Essay Writing: Teacher Booklet
Teachers’ Notes and Keys
In my experience essay writing classes have been the least popular course among many of my colleagues not only on account of the prodigious amounts of scripts to marked in such courses but also because of the nebulous nature of the subject. Except for the amount of marking involved, I have grown to enjoy teaching essay writing at a German university partly because we are allowed to design our own courses. I had found the standard books to have a few useful hints, but little concrete material. This course book is designed for teachers of English at B2 and CI Levels whether at institutes of higher education or at TEFL/TESOL colleges. With a few minor alterations they can be used for native speakers in secondary schools. (They can also apply to BI/B2 and CI/C2) The booklet also contains my own marking scheme which has been adopted by Erfurt University amongst others.

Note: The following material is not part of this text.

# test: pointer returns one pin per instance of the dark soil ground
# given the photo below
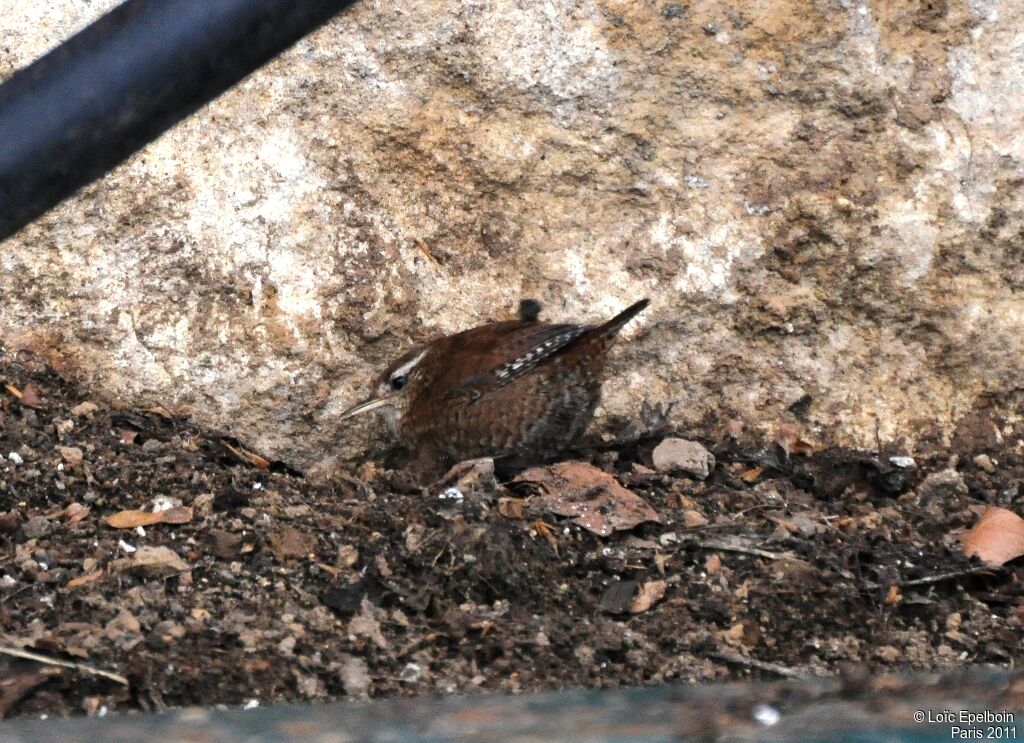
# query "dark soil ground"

My principles are based on experience rather than following a particular education theory, and so the inevitable ensuing dogmatic tone should be seen as recommendations rather than imperatives.
Firstly, a writing class should involve the students’ writing rather than the teacher talking. Unfortunately, too many writing classes have the reverse tendency. Some colleagues evolve elaborate strategies to avoid writing in class so that there will be less marking. This, in the end, is a false strategy as it leads to student dissatisfaction and lack of progress, which, in turn, leads to stress for the teacher and frustration for the students. For this reason, I will present a twelve-session outline which can be adapted to any particular group. At my university, we have 15 double sessions and so the headings can be expanded as hinted in the suggestions and from the extra exercises and assignments in the appendices. Similarly, the structure plan can be shortened if essay writing is only one element of a language course and thus comprises single rather than double sessions.
The booklet can be divided into five sections:
mechanical errors in punctuation;
practical marking schemes for teachers;
examination materials including my B2 and CI marking schemes which have also been adopted by other universities,
examination questions with two ‘model’ essays, one for B2 and one for CI
and finally, a vocabulary building exercise in literary anyalysis.